Die Bucht von Eckernförde erstreckt sich in meilenweitem Umfange von Osten nach Westen in’s Land hinein. Am äußersten Ende des Meerbusens liegt die kleine freundliche Stadt mit ihren 4000 Einwohnern. Die Nordseite der Bucht ist kahl und erhebt sich in kleinen Hügeln über die See, die Südseite trägt theilweise einen jener schattigen, duftigen, saftigen Buchenhaine, die den Buchten des Holsteiner Landes eine so tiefe und stille Andachtstimmung geben. Auf der Nordseite der Bucht, fast in der Mitte derselben, war auf einer Landzunge eine unbedeutende und unscheinbare Befestigung [15] von Erdwällen angebracht, in welcher acht Kanonen, unter diesen zwei 48pfündige Bombenkanonen, standen. Auf der Südseite der Bucht, kaum eine Viertelstunde von der Stadt, lag eine zweite Batterie von Erdwällen umgeben und von vier 18pfündigen Kanonen besetzt. In jener befehligte ein Hauptmann Jungmann (s. Jahrg. 1862, Nr. 32), in dieser ein Unterofficier Theodor Preußer. In Gettdorf, halben Weges zwischen Kiel und Eckernförde, war unter dem Herzog Ernst von Coburg-Gotha eine deutsche Brigade aufgestellt, um Kiel und Eckernförde zugleich zu Hülfe eilen zu können.

Am Morgen des 5. April um 61/2 Uhr lichteten die dänischen Kriegsschiffe die Anker. Ein frischer Ostwind schien sie zum Einlaufen in die Bucht einzuladen. Langsam und stolz segelte der Koloß Christian VIII. vorauf in die Bucht ein, ihm folgte die Gefion und in geringer Entfernung die Dampfschiffe. Eine halbe Stunde später lagen die beiden mächtigen Kriegsschiffe vor der Nordbatterie und begannen dann den ungleichen Kampf von hundertundvierzig Kanonen gegen acht.

Eine Breitseite nach der andern erschütterte die Luft, durchwühlte die Erde des nördlichen Ufers der Bucht, überschüttete die Batterie und ihre Umgebung mit Eisen und Sand. Aber eine Ladung des mächtigen Orlogschiffes um die andere wurde von den Kanonen der Nordbatterie beantwortet. Zwei volle Stunden dauerte der ungleiche Kampf, mehr denn einmal wurde die deutsche Fahne von den Wällen herabgeworfen, doch immer von der tapfern Besatzung dem Feinde zum Trotz wieder aufgepflanzt.

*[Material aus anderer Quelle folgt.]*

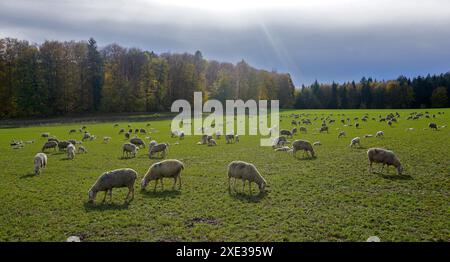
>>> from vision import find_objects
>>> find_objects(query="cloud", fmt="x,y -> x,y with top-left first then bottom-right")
1,0 -> 450,85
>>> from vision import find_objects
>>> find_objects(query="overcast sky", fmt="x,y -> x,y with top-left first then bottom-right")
1,0 -> 450,86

Der größere Theil der Geschütze aber wurde allmählich unbrauchbar; die Besatzung, zum Theil getödtet, verwundet, übermüdet, leistete, trotz aller Aufmunterung ihres tapfern Hauptmanns, nach und nach nur noch schwachen Widerstand; endlich fehlte auch die Munition. Die Nordbatterie schwieg.

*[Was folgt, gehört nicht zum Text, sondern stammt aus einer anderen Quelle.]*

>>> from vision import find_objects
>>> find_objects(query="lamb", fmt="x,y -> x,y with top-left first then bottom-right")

Mit freudigem Victoriaruf machten dann die beiden Kriegsschiffe eine Wendung, um auch die kleine Batterie an der Südseite des Hafens zum Schweigen zu bringen. Das Haupttagewerk war vollbracht; es galt nur noch eine Nachlese. „Nur die paar Kanonen dort noch, und der Tag ist gewonnen, Eckernförde unser!“ konnte siegesgewiß der Admiral der kleinen Flotte, Commandeur Paludan, seinen um ihn versammelten Officieren zurufen, als der Christian VIII. in majestätischer Ruhe auf die Südbatterie zusegelte.

Wie gesagt, in dieser vollkommen unscheinbaren, mit den gewöhnlichsten Erdwällen umgebenen Batterie standen vier Kanonen, Achtzehnpfünder; zweiunddreißig Artilleristen bedienten diese, und dreißig Mann Infanterie eines der thüringischen Contingente sollten die Batterie beschützen. Auf den beiden dänischen Kriegsschiffen waren 140 Kanonen und 1600 Mann bereit, dies kleine, letzte Hinderniß wegzublasen.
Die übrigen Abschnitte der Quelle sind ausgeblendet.